統合演習を主導するインドの空母2隻/Sanjay Atri/Indian Navy
今回の演習に参加した空母は「ビクラマディティヤ」と「ビクラント」。航空機35機以上、打撃群を構成する多数の艦船や潜水艦も加わった。
ビクラントはインド初の国産空母で昨年9月に就役。ビクラマディティヤはロシアから買い取ったもので2013年に投入されていた。
ビクラントが就役する以前の3年間で国産空母を実際の戦力に加えたのは英国と中国だけだった。ただ、この2国は空母2隻以上を保有しているが、両空母打撃群による統合演習を達成したことはないともされる。

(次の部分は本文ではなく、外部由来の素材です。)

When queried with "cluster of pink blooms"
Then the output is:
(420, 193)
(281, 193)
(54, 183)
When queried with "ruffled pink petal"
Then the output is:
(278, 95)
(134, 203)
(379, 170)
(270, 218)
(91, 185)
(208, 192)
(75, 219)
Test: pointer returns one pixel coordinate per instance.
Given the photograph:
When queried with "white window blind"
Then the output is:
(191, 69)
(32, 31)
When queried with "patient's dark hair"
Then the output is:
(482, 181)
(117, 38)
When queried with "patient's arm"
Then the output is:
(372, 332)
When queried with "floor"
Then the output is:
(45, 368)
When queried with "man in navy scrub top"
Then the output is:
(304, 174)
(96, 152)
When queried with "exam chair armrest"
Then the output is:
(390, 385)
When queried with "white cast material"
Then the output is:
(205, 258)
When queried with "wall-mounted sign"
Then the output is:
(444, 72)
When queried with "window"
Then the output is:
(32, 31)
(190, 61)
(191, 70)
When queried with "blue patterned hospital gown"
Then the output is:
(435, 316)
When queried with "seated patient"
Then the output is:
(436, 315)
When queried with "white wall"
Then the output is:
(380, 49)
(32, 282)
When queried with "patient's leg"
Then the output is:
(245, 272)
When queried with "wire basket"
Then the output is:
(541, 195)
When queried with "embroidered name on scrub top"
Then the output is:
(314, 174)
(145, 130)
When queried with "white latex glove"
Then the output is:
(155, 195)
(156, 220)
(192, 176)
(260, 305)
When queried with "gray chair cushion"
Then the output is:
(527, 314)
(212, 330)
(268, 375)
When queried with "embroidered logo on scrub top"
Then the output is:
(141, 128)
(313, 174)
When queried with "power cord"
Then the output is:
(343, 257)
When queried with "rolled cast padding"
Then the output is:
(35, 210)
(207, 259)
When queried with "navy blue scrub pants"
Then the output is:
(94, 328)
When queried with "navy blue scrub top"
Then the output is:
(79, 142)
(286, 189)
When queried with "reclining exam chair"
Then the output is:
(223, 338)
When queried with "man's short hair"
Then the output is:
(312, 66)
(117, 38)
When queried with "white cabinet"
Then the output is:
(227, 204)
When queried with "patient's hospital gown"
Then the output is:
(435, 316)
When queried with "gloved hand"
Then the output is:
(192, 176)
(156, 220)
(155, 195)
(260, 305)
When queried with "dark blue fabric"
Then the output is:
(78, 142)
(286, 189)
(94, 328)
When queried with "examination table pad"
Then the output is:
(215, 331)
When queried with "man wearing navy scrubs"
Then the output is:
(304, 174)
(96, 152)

シンガポールの南洋理工大学の国際問題大学院の研究員は、インド海軍の主要な競合相手であり世界最大規模の力を持つに至った中国海軍と比べれば、インド海軍は空母運用の作戦で数十年間の経験と技量を持つ優位な材料をおそらく握っていると分析した。
中国は3隻目の空母を建造中だが、まだ実戦任務には参加していない。
インドの最初の空母誕生は1961年で、2隻目を追加したのは87年。
しかし、英国際戦略研究所(IISS)の海軍戦力分析などの専門家は、インドの2空母による統合演習の今回の成果を踏まえながらも克服すべき課題があるとも言及。実際の作戦遂行能力には疑問符がつけられるとし、今回の演習に参加したとする両空母搭載の戦闘機数が提供された画像で見る限り比較的少ないことに注意を向けた。
「航空機の収容能力や両空母自体の現段階での運用能力の限界を示唆しているかもしれない。より多くの航空機の積み込みが今後可能になることをうかがわせている」ともした。
インドは近年、日米豪との安全保障上などの協力枠組み「クアッド」を含めインド太平洋地域の海軍との協力態勢の強化に努めている。クアッド加盟国はインドが主導する年次の海軍演習にも加わっており、インド海軍はこれら演習を通じて作戦遂行や遠洋任務での知見を広めているとの指摘もある。